Re: per-paragraph auto-direction, a.k.a. dir=uba from Aharon (Vladimir) Lanin on 2010-09-27 (public-i18n-bidi@w3.org from July to September 2010)

From: Aharon (Vladimir) Lanin <aharon@google.com>
Date: Mon, 27 Sep 2010 12:20:55 +0200
To: Amit Aronovitch <aronovitch@gmail.com>
Cc: CE Whitehead <cewcathar@hotmail.com>, public-i18n-bidi@w3.org
Message-ID: <AANLkTinjjiafOz79w4Z+YPJE1mZzmy0xRwG4cQ51PV7M@mail.gmail.com>

> (a) Just wish to mention that the UAX#9 default algorithm
> does ignore neutrals ("*P2. In each paragraph, find the*
*> first character of type L, AL, or R.")* - we might want to
> stick to that default if consensus cannot be reached (i.e.
> ignore all weaks and neutrals).

I strongly object. The behavior we want for EN numbers is clear: we want
LTR. Phone numbers and negative numbers that use EN digits get messed up in
RTL.

What we've been discussing is what to do about AN numbers.

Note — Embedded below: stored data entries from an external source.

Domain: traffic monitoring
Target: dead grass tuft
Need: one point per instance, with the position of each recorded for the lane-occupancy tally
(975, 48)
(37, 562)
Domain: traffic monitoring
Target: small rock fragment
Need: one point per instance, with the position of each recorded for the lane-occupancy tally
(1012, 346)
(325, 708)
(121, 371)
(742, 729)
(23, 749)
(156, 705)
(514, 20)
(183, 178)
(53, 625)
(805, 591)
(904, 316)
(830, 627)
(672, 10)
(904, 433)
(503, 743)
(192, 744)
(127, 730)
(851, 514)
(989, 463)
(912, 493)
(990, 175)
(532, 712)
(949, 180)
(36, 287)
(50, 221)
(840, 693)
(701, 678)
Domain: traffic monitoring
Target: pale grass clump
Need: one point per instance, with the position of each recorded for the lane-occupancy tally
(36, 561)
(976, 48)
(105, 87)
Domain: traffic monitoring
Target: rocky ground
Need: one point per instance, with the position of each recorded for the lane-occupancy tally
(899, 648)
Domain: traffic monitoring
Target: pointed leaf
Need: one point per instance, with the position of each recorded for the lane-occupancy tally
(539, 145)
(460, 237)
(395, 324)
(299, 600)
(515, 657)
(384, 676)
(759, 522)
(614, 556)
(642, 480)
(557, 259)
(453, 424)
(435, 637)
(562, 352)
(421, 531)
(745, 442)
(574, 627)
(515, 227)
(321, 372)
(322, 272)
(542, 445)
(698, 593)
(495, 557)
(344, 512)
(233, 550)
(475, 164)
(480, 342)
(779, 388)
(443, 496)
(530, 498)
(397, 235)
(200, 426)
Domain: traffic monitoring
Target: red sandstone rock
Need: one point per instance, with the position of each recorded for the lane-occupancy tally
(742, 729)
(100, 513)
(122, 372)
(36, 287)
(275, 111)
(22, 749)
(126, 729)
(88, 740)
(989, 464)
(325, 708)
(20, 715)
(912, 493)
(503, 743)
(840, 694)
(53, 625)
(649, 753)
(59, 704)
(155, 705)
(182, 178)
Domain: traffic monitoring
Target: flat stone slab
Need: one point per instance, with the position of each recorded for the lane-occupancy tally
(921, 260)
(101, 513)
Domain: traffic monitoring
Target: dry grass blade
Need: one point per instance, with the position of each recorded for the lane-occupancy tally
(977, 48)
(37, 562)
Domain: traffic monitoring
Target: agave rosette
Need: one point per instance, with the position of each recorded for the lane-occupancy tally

> (b) I probably misunderstand something: returning rtl for
> an element containing only AN numbers is not the same
> as ignoring AN (which would give the inherited direction,
> possibly ltr).

I was responding to a suggestion made by CE Whitehead:

>> If [the first-strong estimatoiun algorithm] does not
>> encounter any [L, AL, or R characters], it returns ltr if
>> it encounters any weak ltr characters (EN or AN).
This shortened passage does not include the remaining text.